Using an official QA process can help mitigate these risks

It is advisable to use the organization’s QA team to check your test pages. The internal QA team is the best resource for finding issues with your tests within the landscape of the existing site structure.

If your company does not have an internal Quality Assurance team, you can contract out this service. If you don’t have an internal QA team, you’ll need to find a way to check your tests for errors.

5. Avoiding Admitting the Hard Truth When a Test Fails Miserably and Costs You Real Money

The example used above showed that sales decreased by 40% when variation pages were used. The organization could have lied about the results or skewed the data to look less tragic, but they would have risked the testing program if they weren’t honest. We ran the test again to get accurate results that the company could use.

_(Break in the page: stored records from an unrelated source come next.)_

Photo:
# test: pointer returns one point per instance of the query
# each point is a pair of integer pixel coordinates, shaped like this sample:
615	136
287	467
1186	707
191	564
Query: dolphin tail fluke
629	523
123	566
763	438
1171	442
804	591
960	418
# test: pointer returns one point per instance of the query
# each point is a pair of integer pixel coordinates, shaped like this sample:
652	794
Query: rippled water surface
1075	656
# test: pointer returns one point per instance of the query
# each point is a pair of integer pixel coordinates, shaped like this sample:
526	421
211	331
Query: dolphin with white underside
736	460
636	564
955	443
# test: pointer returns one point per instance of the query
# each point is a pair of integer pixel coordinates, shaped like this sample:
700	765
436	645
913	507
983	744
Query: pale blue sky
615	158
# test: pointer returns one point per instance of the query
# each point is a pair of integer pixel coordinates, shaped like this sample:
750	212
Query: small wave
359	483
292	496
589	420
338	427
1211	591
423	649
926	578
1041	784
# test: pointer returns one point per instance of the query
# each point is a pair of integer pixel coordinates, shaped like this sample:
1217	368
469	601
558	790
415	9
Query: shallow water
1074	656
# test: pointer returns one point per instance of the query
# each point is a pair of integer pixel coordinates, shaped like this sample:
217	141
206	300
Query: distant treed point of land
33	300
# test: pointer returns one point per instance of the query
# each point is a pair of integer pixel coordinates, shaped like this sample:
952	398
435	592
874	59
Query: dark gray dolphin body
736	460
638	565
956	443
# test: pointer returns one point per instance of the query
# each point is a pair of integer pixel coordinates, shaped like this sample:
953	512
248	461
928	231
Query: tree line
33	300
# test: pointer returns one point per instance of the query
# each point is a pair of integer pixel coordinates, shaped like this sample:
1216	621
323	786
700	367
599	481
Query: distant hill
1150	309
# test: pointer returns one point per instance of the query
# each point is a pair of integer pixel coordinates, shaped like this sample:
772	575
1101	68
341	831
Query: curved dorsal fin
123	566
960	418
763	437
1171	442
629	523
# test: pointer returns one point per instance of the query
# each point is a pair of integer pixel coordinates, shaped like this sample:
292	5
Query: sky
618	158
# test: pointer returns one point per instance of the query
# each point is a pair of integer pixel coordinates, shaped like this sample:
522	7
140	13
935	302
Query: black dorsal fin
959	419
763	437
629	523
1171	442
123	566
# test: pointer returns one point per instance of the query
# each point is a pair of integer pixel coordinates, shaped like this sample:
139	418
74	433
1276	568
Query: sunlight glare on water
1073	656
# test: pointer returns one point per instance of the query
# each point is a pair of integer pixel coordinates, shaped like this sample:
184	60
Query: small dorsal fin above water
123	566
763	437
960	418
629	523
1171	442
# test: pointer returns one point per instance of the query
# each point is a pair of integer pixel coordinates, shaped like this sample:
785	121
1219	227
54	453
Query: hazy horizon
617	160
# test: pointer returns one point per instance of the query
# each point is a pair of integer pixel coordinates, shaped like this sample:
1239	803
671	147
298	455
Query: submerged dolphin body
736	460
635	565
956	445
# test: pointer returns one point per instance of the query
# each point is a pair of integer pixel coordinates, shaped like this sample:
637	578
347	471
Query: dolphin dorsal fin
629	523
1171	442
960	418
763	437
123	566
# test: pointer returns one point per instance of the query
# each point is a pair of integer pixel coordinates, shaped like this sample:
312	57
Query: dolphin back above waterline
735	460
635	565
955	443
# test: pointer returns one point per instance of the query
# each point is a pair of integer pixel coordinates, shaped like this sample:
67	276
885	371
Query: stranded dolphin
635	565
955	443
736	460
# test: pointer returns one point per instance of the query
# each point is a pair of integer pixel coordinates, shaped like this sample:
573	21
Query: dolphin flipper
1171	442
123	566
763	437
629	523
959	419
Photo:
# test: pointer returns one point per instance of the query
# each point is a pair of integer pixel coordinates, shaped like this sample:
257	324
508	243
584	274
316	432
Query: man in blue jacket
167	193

You didn’t “fail” – you learned

Frame a test loss as a learning opportunity. This is easy, because it is a learning opportunity.

If you ran a valid test and the variation lost by 50%, you would need to take action. You prevented the company from losing money by skipping A/B testing and just implementing. You learned that what you changed mattered to your audience. They behaved differently based on your changes.

Even though testing has some inherent risk, it is still much better than not testing at all. Make sure your organization is aware of this. If a CRO team deployed changes site-wide without testing, it would be the same as running an A/B test with 100% of traffic going to the new variation. Most CRO teams would not recommend doing this.

THE PROBLEM: YOUR BUSINESS ISN’T GROWING AS FAST AS IT SHOULD!